9 hours ago
Monday, February 13, 2017
Shane came up with the paddle plan for Sunday. It was a trip to Tors Cove where we would check out the islands on our way to LaManche. Here, we're looking out across the water towards the islands and ...
... here's a Google Earth overhead shot of the islands of the Witless Bay Ecological Reserve.
It was overcast when we arrived. Leaving Tors cove we paddled past Fox Island to get to ...
... the east side and open water where a bit of swell was running.
From Fox Island we made for Ship Island and thence to Great Island, here in front of our bows.
Finishing the short crossing we arrived at Great Island, the largest of the group.
Cathy making her way to paddle between this sea stack and the island.
These islands of the Ecological Reserve are home to tens of thousands of sea birds that come in from the open ocean in the spring to nest. The effects of the birds can be seen as Dean and Shane paddle past massive sandstone cliffs covered in guano. As its winter, the birds weren't home but were at sea.
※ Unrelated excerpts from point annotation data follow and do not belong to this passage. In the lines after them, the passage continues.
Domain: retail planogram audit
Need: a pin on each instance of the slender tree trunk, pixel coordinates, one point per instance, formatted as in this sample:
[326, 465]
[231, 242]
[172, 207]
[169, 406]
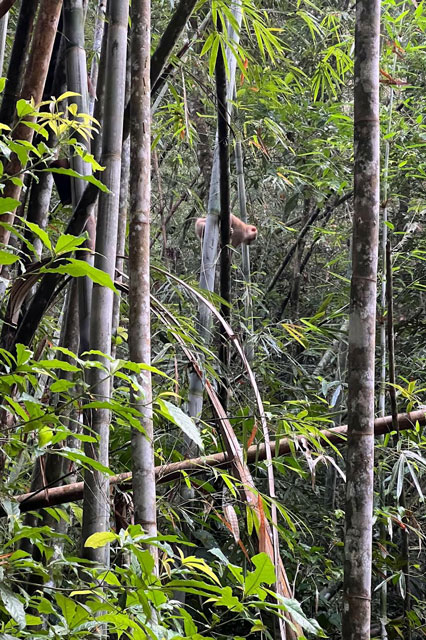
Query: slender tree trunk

These thick sedimentary beds are the west limb of a south plunging syncline. Each bed represents a change in environment where either there's a change in ocean depth or an interruption in the delivery of sediments. Dean and I went to get a closer look entering the cave but avoiding paddling under the icicles hanging in the ceiling.
In the next cove we got into this larger cave. The interesting feature in this cave were ripples in the sand of the sea floor that were preserved in the rocks. In the roof rocks on the right were casts of the ripples in the overlaying bed and on the left we could see ripples right side up. These rocks are undated from the Pre-Cambrian because they do not contain fossils but are in excess of 542 million years old. So, we were looking at very ancient sea floor.
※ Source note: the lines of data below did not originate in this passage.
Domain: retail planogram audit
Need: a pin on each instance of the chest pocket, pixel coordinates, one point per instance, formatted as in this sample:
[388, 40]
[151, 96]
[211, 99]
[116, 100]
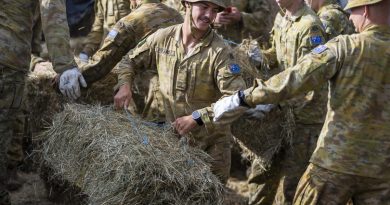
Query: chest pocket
[201, 84]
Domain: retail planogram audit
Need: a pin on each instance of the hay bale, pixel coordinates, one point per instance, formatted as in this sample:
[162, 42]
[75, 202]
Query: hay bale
[115, 161]
[260, 139]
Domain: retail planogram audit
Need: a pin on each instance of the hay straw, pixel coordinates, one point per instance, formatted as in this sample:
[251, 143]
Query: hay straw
[115, 161]
[260, 139]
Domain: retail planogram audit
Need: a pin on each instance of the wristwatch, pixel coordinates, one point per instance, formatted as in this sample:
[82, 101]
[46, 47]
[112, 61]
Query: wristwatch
[197, 117]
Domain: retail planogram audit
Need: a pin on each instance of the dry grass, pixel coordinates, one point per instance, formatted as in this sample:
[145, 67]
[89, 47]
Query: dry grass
[118, 159]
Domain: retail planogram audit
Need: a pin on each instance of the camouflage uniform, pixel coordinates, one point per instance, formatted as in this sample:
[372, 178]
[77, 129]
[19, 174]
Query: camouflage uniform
[16, 27]
[292, 38]
[255, 19]
[107, 13]
[356, 127]
[125, 35]
[191, 82]
[334, 19]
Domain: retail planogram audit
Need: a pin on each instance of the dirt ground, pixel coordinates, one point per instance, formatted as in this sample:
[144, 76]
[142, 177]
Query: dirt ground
[34, 192]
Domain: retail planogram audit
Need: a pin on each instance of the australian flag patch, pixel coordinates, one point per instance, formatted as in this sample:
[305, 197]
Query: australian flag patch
[316, 40]
[112, 34]
[319, 49]
[235, 68]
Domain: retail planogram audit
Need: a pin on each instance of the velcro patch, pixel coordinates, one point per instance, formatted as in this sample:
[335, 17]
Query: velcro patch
[112, 34]
[235, 68]
[319, 49]
[316, 40]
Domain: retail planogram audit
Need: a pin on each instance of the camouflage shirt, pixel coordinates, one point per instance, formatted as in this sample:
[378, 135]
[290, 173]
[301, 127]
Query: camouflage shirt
[191, 81]
[355, 138]
[293, 37]
[335, 19]
[126, 34]
[256, 21]
[107, 13]
[16, 33]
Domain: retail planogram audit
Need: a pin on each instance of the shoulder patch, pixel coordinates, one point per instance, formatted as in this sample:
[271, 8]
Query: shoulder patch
[234, 68]
[315, 40]
[112, 34]
[319, 49]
Further along we came to the Great Slot where the sea had eroded a bed that was made up of weaker sandstone. Dean, Shane and I had a look but decided the swell made it too dicey to try to get through.
I've only managed to make one passage in the few times I've been here and that was in 2013 when Tobias recorded some video on a less dramatic day.
So, the three of us paddled around to look through the slot from south to north.
Having reached the south end of Great Island we turned east to make the short crossing to return to the mainland. From there the plan was to stop at the resettled community of LaManche which is now part of the East Coast Trail dominated by ...
... this impressive suspension bridge.
Here we stopped for lunch protected from a light northeasterly breeze under clearing sunny skies.
The rest of the paddle was uneventful returning to Tors Cove where we packed up and stopped for coffee on the way home. Cathy Gary and I were in LaManche on November 11th last year. We've pretty much been everywhere in our area so some places take on an air of sameness. This day's paddle, while it ended up in the same place, was different because we hopped from island to island to get here rather than handrail the shoreline as we did the last visit.